Guarding the Tomb of the Unknown Soldier was published in 2021 by Tavares’ longtime publisher, Candlewick Press. He and Candlewick have been supporting the United Through Reading organization for several years to help connect military families who are separated — by military deployment or posting — through the shared experience of reading together.

In addition to this honour, Tavares’ work was selected for the Society of Illustrators Original Art 2021 exhibition, which features original artwork from the best children’s books of the year, determined by a jury of top illustrators, art directors and publishers.

In this 1997 photograph, Matt Tavares ’97 works in his Olin Arts Center studio to complete his senior thesis project, an illustrated children’s book later published by Candlewick Press as Zachary’s Ball. (Phyllis Graber Jensen/Bates College)

Knowing that his artwork will be seen at Veterans Day celebrations across the country is a “huge honor” for Tavares. The illustration is aimed at children, but the simplicity of the image echoes the solemnity of the idea of ​​a commemorated “unknown soldier”.
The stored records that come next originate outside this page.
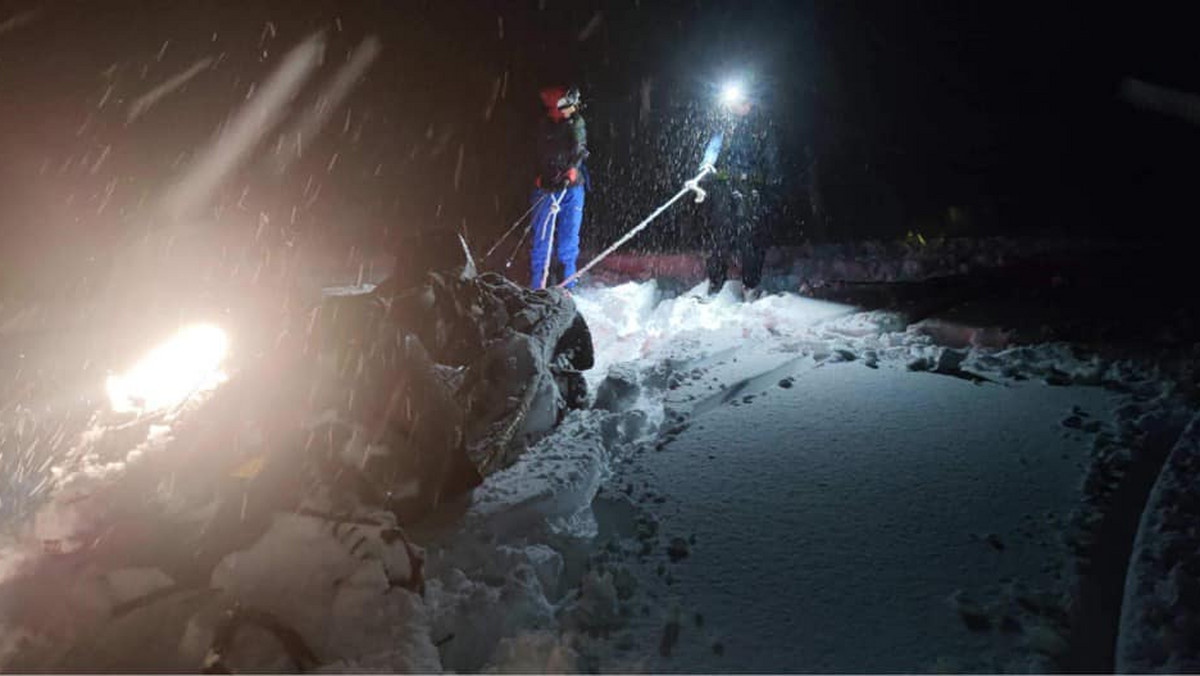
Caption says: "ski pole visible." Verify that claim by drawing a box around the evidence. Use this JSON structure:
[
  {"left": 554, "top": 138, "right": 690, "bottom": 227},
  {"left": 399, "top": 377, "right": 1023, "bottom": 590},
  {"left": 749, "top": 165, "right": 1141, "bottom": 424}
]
[
  {"left": 560, "top": 165, "right": 714, "bottom": 288},
  {"left": 485, "top": 193, "right": 548, "bottom": 260}
]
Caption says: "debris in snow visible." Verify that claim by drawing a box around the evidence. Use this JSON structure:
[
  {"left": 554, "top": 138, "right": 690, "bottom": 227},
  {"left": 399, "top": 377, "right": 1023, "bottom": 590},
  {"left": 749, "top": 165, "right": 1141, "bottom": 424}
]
[
  {"left": 659, "top": 605, "right": 681, "bottom": 657},
  {"left": 907, "top": 356, "right": 933, "bottom": 372},
  {"left": 610, "top": 565, "right": 638, "bottom": 601},
  {"left": 635, "top": 515, "right": 659, "bottom": 544},
  {"left": 777, "top": 377, "right": 795, "bottom": 389},
  {"left": 666, "top": 537, "right": 690, "bottom": 562},
  {"left": 948, "top": 591, "right": 991, "bottom": 632}
]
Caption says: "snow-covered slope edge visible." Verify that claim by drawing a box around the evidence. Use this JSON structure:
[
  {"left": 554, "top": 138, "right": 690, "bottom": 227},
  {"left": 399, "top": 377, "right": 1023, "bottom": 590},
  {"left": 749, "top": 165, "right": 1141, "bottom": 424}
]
[{"left": 1116, "top": 413, "right": 1200, "bottom": 673}]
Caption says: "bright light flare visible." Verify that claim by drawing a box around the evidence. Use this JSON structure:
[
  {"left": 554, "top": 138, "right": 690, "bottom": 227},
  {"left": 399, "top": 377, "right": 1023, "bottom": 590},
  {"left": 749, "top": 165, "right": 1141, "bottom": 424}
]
[
  {"left": 106, "top": 324, "right": 230, "bottom": 414},
  {"left": 719, "top": 80, "right": 746, "bottom": 107}
]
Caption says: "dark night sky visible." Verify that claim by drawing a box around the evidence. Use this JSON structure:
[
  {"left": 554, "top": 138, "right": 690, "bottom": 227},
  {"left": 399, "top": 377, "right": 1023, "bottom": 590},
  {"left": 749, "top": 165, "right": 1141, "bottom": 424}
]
[
  {"left": 2, "top": 1, "right": 1199, "bottom": 297},
  {"left": 815, "top": 3, "right": 1200, "bottom": 240}
]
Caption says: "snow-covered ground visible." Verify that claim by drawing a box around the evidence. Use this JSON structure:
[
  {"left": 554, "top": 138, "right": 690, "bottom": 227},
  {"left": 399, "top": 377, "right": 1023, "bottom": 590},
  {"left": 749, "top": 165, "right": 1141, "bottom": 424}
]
[
  {"left": 1117, "top": 413, "right": 1200, "bottom": 673},
  {"left": 1, "top": 276, "right": 1195, "bottom": 672},
  {"left": 413, "top": 279, "right": 1196, "bottom": 673}
]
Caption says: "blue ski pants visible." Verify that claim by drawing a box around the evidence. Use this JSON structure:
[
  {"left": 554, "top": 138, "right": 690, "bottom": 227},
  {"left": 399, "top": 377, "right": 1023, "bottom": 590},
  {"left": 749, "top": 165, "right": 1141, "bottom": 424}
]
[{"left": 529, "top": 185, "right": 585, "bottom": 289}]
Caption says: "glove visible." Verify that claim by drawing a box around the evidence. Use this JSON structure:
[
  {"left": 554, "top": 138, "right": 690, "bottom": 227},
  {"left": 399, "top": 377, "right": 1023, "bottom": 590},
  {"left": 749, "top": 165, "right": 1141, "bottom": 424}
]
[
  {"left": 565, "top": 167, "right": 579, "bottom": 184},
  {"left": 535, "top": 175, "right": 543, "bottom": 189}
]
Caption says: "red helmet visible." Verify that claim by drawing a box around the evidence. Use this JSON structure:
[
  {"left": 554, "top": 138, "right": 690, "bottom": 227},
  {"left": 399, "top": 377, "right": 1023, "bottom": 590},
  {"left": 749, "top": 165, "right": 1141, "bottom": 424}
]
[{"left": 539, "top": 86, "right": 580, "bottom": 121}]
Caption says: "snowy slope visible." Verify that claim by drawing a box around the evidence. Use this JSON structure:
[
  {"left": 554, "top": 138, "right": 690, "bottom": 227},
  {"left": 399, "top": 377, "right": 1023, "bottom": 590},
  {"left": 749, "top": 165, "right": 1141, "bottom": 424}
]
[
  {"left": 416, "top": 279, "right": 1192, "bottom": 673},
  {"left": 588, "top": 355, "right": 1117, "bottom": 672}
]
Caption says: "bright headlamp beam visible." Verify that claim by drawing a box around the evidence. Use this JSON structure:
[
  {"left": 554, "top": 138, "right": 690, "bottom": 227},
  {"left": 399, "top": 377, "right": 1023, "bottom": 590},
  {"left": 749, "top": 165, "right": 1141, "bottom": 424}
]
[{"left": 719, "top": 81, "right": 746, "bottom": 107}]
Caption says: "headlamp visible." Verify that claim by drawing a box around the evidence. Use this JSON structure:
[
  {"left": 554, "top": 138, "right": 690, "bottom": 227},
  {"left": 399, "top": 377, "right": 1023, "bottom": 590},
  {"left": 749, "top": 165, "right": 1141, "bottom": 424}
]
[{"left": 719, "top": 80, "right": 747, "bottom": 108}]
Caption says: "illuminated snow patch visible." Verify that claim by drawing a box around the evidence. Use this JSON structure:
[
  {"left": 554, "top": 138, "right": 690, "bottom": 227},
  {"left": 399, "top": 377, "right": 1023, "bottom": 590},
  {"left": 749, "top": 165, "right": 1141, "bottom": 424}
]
[
  {"left": 573, "top": 281, "right": 857, "bottom": 380},
  {"left": 105, "top": 324, "right": 229, "bottom": 414}
]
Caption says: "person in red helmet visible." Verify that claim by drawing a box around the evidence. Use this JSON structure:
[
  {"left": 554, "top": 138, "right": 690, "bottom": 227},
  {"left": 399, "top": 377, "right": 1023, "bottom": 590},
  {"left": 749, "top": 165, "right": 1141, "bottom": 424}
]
[{"left": 528, "top": 85, "right": 588, "bottom": 289}]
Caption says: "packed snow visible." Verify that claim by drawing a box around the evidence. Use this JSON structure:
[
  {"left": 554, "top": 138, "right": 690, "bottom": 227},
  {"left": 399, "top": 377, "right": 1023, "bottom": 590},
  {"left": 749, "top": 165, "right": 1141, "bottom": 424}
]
[
  {"left": 1, "top": 277, "right": 1196, "bottom": 672},
  {"left": 1117, "top": 413, "right": 1200, "bottom": 673},
  {"left": 409, "top": 279, "right": 1195, "bottom": 672}
]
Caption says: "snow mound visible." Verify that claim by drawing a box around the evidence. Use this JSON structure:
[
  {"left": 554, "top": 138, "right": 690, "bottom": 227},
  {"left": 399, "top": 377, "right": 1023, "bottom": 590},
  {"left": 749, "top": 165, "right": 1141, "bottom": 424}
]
[
  {"left": 465, "top": 418, "right": 609, "bottom": 539},
  {"left": 1117, "top": 413, "right": 1200, "bottom": 673},
  {"left": 573, "top": 280, "right": 857, "bottom": 382}
]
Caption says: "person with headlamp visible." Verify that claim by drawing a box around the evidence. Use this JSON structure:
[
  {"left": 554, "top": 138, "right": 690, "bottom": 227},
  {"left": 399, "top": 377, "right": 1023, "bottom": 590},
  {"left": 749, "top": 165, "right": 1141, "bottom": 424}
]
[{"left": 700, "top": 78, "right": 781, "bottom": 300}]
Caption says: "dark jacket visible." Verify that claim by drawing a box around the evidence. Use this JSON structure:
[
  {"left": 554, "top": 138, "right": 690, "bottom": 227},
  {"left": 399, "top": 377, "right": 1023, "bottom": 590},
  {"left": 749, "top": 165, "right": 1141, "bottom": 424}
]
[
  {"left": 711, "top": 111, "right": 781, "bottom": 197},
  {"left": 701, "top": 111, "right": 783, "bottom": 241},
  {"left": 536, "top": 115, "right": 588, "bottom": 190}
]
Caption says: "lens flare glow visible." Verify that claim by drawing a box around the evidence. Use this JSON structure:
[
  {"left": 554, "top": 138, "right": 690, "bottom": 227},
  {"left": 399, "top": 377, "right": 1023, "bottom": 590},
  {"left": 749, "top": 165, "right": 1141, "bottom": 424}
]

“You’re talking about soldiers who were killed in wars, and I guess it’s a bit complicated to explain how there are unknown soldiers,” Tavares said. “[Gottesfeld] tells the story from the perspective of the first unknown soldier, so it’s very powerful and poignant, and told in a personal way.
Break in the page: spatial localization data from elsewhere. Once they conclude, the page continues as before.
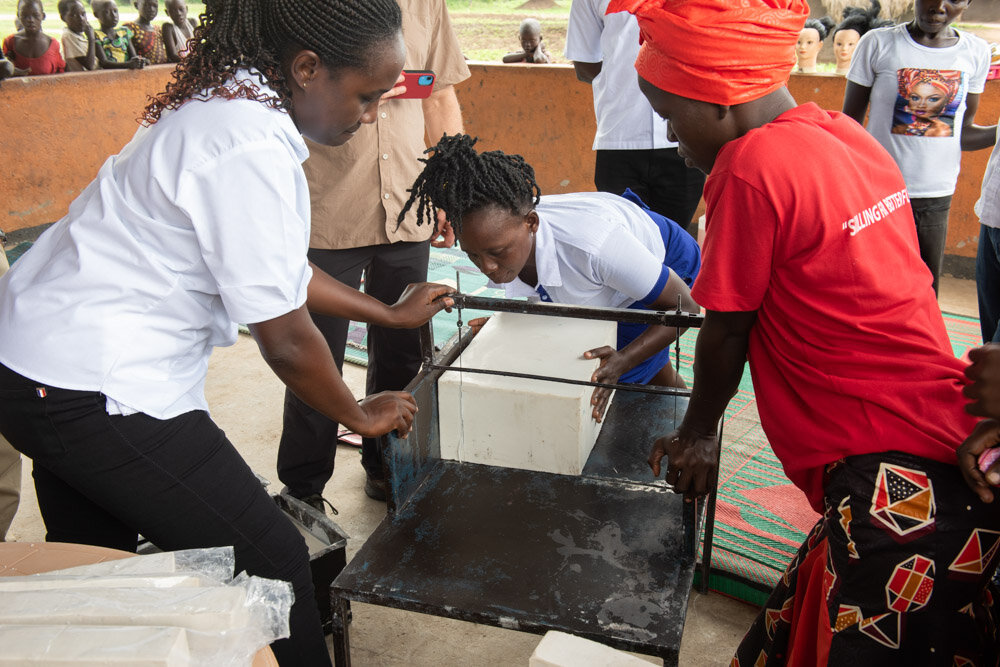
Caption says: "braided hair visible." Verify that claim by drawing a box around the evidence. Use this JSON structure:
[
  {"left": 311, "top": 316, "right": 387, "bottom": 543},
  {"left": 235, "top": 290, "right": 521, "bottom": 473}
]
[
  {"left": 142, "top": 0, "right": 402, "bottom": 125},
  {"left": 399, "top": 134, "right": 542, "bottom": 235}
]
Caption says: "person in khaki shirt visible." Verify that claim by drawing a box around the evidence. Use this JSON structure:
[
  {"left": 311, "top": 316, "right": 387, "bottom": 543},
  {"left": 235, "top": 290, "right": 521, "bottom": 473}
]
[
  {"left": 0, "top": 242, "right": 19, "bottom": 541},
  {"left": 278, "top": 0, "right": 470, "bottom": 507}
]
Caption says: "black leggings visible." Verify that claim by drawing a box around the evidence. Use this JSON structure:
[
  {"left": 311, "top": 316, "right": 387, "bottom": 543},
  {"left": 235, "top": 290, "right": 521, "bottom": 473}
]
[{"left": 0, "top": 363, "right": 330, "bottom": 666}]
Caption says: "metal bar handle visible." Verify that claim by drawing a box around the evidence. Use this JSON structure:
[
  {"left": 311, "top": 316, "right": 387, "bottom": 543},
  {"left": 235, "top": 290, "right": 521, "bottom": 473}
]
[
  {"left": 425, "top": 362, "right": 692, "bottom": 397},
  {"left": 447, "top": 293, "right": 703, "bottom": 329}
]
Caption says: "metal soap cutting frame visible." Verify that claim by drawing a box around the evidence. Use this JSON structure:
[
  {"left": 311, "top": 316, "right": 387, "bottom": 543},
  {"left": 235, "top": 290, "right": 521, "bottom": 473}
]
[{"left": 417, "top": 288, "right": 721, "bottom": 594}]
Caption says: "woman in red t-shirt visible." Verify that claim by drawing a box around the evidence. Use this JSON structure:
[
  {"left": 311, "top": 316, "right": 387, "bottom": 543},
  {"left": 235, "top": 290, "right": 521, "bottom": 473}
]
[{"left": 2, "top": 0, "right": 66, "bottom": 76}]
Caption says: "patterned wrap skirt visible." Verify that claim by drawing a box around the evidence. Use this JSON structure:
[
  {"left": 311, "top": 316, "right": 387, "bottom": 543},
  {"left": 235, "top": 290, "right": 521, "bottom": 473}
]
[{"left": 733, "top": 450, "right": 1000, "bottom": 666}]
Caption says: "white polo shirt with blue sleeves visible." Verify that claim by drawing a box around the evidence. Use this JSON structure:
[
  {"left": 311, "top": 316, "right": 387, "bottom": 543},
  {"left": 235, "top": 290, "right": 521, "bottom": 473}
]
[
  {"left": 499, "top": 192, "right": 673, "bottom": 308},
  {"left": 0, "top": 72, "right": 312, "bottom": 419}
]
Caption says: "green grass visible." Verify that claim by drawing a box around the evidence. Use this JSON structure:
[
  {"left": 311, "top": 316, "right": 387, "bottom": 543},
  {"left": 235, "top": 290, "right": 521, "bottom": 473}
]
[
  {"left": 450, "top": 12, "right": 568, "bottom": 62},
  {"left": 446, "top": 0, "right": 569, "bottom": 16}
]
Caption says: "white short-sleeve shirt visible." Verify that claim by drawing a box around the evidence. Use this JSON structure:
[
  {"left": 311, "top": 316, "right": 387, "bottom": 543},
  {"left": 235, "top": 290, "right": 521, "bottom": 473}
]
[
  {"left": 499, "top": 192, "right": 668, "bottom": 308},
  {"left": 848, "top": 24, "right": 989, "bottom": 197},
  {"left": 564, "top": 0, "right": 675, "bottom": 151},
  {"left": 0, "top": 73, "right": 312, "bottom": 419},
  {"left": 976, "top": 125, "right": 1000, "bottom": 229}
]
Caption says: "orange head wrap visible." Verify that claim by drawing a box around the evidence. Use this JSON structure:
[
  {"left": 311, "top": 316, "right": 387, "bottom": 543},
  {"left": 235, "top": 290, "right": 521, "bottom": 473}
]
[
  {"left": 897, "top": 69, "right": 962, "bottom": 107},
  {"left": 607, "top": 0, "right": 810, "bottom": 106}
]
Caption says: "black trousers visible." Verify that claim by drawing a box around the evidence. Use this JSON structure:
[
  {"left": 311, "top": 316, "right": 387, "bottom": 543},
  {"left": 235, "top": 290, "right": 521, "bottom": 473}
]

Tavares wanted to show a more private moment with the tomb keeper than usual, depicting the soldier at sunrise, alone, marching down the 21 ceremonial steps.

“Every time they do a changing of the guards, the place is packed, and they have an audience. But they are also there at 2 a.m. and at 5:30 a.m., often they are there alone,” Tavares said. .

This year also marks the first time in almost 100 years that the public is allowed to walk in the tomb square and lay flowers in front of the tomb, during a special two-day event, which means that people will be able to approach the tomb, which was not possible before authorized only to sentries of the 3rd American Infantry Regiment, “The Old Guard”.

Author and illustrator Matt Tavares ’97. (Photograph by Carter Hasegawa)

“When I was working on the book, I spent time with the guards at the tombs, and I remember trying to write down their names so I could recognize their names in the book,” Tavares said.

“They were all very hesitant to tell me their names, and I was struck by that. They are so dedicated to what they do, focusing on the grave.

“So I like the idea that there’s this poster that I did, that a lot of people are going to see – but my name isn’t on it, and a lot of people won’t know I have it. I hope it goes with the theme of what tomb guardians do.